Cannes 2015 : Woody, Gus et Nanni
par Jacques Kermabon
Woody, Gus et Nanni
Après ces premiers jours de festival, nous finirions presque par nous sentir blasé à trouver ainsi ratés ou, au mieux, assez ternes, les premiers films de la compétition ? Est-ce parce qu’au royaume des aveugles les borgnes sont rois, le Woody Allen de l’année, hors compétition comme il se doit, nous a séduit ? Après son tour de l’Europe chic, avec L’homme irrationnel – titre pléonastique –, revenu aux États Unis, sur le campus de l’université d’une petite ville, où vient d’être nommé un professeur de philosophie (Joaquin Phoenix), précédé d’une réputation sulfureuse d’enseignant brillant, iconoclaste et grand séducteur, Allen nous offre un conte moral, qui est aussi une comédie sentimentale et policière aux accents hitchcockiens. Maîtrisant à merveille les outils à sa disposition et guère enclin à proposer le chef d’œuvre qui couronnerait sa carrière, il livre une de ses variations légères qu’il enchaîne depuis quelques années avec une belle régularité. Mettre en scène un intellectuel renommé apparaît toujours risqué – comment écrire les mots d’une intelligence supérieure ? Allen s’en sort en se reposant sur le charisme de l’acteur et en ne lui laissant que rarement l’occasion de développer ses théories philosophiques.
Il est question d’un meurtre gratuit, d’un crime pensé comme parfait, et une bonne part du plaisir que nous prenons, tient au savoir supérieur que nous détenons sur les personnages, les pensées et les actions de chacun. Allen attise ce type de plaisir en faisant déduire à la belle étudiante (irrésistible Emma Stone), devant celui qui en est l’auteur, une hypothèse farfelue sur les conditions de cet assassinat et que, nous, savons vraies.
Il est de bon ton de ne plus aimer le cinéma de Woody Allen, trop léger, trop rapide, trop facile.

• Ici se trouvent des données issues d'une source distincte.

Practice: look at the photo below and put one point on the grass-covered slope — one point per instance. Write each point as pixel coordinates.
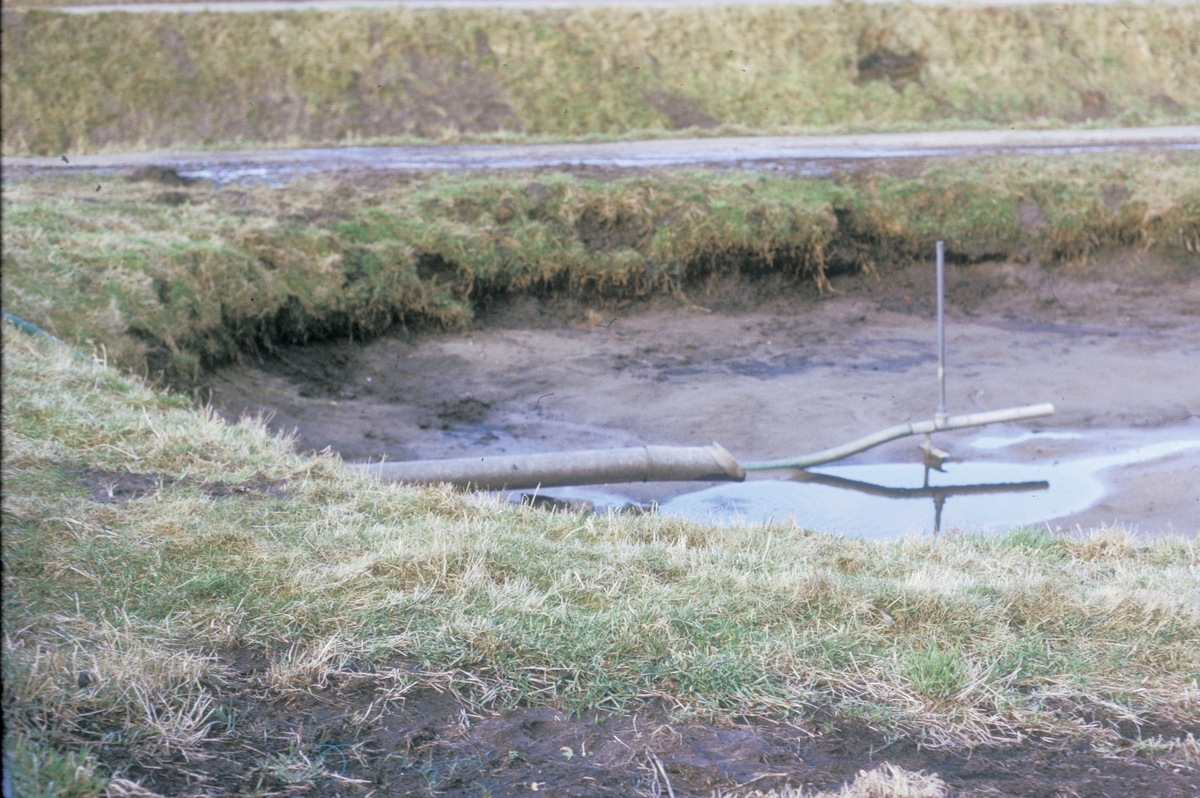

Nous assumons ce plaisir coupable.
Côté compétition, la journée de samedi s’annonçait comme prometteuse avec deux poids lourds habitués de la Croisette, Gus Van Sant et Nanni Moretti.
En sortant de La forêt des songes, nous nous sommes trouvé soudain bien sévère à l’égard de Naomi Kawase, chef d’œuvre de sensibilité et de subtilité à côté de cette sorte de mélo indigeste auquel Gus Van Sant a apposé sa signature. Après la huée qui a suivi la projection de presse, une comparaison fielleuse avec les questionnements spirituels de Paolo Coelho s’est répandue comme une trainée de poudre.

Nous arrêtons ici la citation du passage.